Data Lineage w. Graph DBs / From active DBs to NoSQL
Details
Session 1: Data Lineage made easy with Graph Databases
Speaker: Gianni Ceresa, DATAlysis GmbH, Analytics & EPM Consultant
Abstract: Data Lineage has always been a topic, at least for auditing, and came back as a key element with regulations like GDPR and similar. The problem is that with the multiplications of tools, sources, transformations and movements of data it's getting harder and harder to have a clear picture of the whole data lineage in a company and even more complicated to use that information for auditing. This is where graph databases jump in to make things easier: data lineage is by nature a graph. It's possible to model every single flow, every single component down to a column in a database or a dashboard. Add the whole corporate security on top with the various abstraction layers of groups and roles on top of users and your graph is ready for analysis. This talk will cover why graph databases are a perfect match for data lineage and use an analytical enterprise platform as example, tracking a single column from a database table to the very end into dashboards and reports and the respective security. (Based on Oracle Property Graph engine PGX with Cytoscape for visualization, and OAC/OBIEE for the data lineage example).
Session 2: Database Programming - From Active Databases to NoSQL and Cloud Computing
Speaker: Bastian Hossbach, Principal Member of Technical Staff for Oracle
Abstract: Database applications define highly complex business logic that
cannot be expressed purely in SQL. This prevented them from being moved completely into the database in order to achieve high performance. Therefore, vendors of relational databases started eventually to provide procedural extensions to SQL such as PL/SQL (Oracle Database), SQLPL (IBM DB2), T-SQL (Microsoft SQL Server), or PL/pgSQL (PostgreSQL).
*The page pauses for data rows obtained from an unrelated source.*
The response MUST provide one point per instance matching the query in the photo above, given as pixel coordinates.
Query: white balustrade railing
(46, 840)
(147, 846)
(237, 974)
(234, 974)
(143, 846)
Due to the introduction of server-side programming languages, databases began to shift from being absolutely passive to becoming more active. Along with the rapid growth of some Web companies, radically new approaches to data management, known as NoSQL, emerged. NoSQL databases broke with not only how data is stored and maintained, but also how it is accessed and processed. Everyday programming languages such as Java (e.g., Apache Hadoop), Erlang (e.g., Riak), or JavaScript (e.g.,MongoDB, CouchDB) were simply used as the query language. While the need for stronger consistency or SQL stroke back in many cases, the demand for supporting modern programming languages in databases remained. With the ongoing
transition to cloud computing, developers now want to keep their preferred programming languages and environments when switching to database-side bprogramming. Consequently, vendors of cloud databases try to support multiple popular programming languages such as JavaScript, R, and Python (e.g., Microsoft Azure Cosmos DB [NoSQL], Amazon Redshift [SQL]). In this lecture, we will review the common history of databases and programming languages, give an introduction into database-side programming for some relevant systems, and discuss the challenges of effectively and efficiently integrating modern programming languages with databases.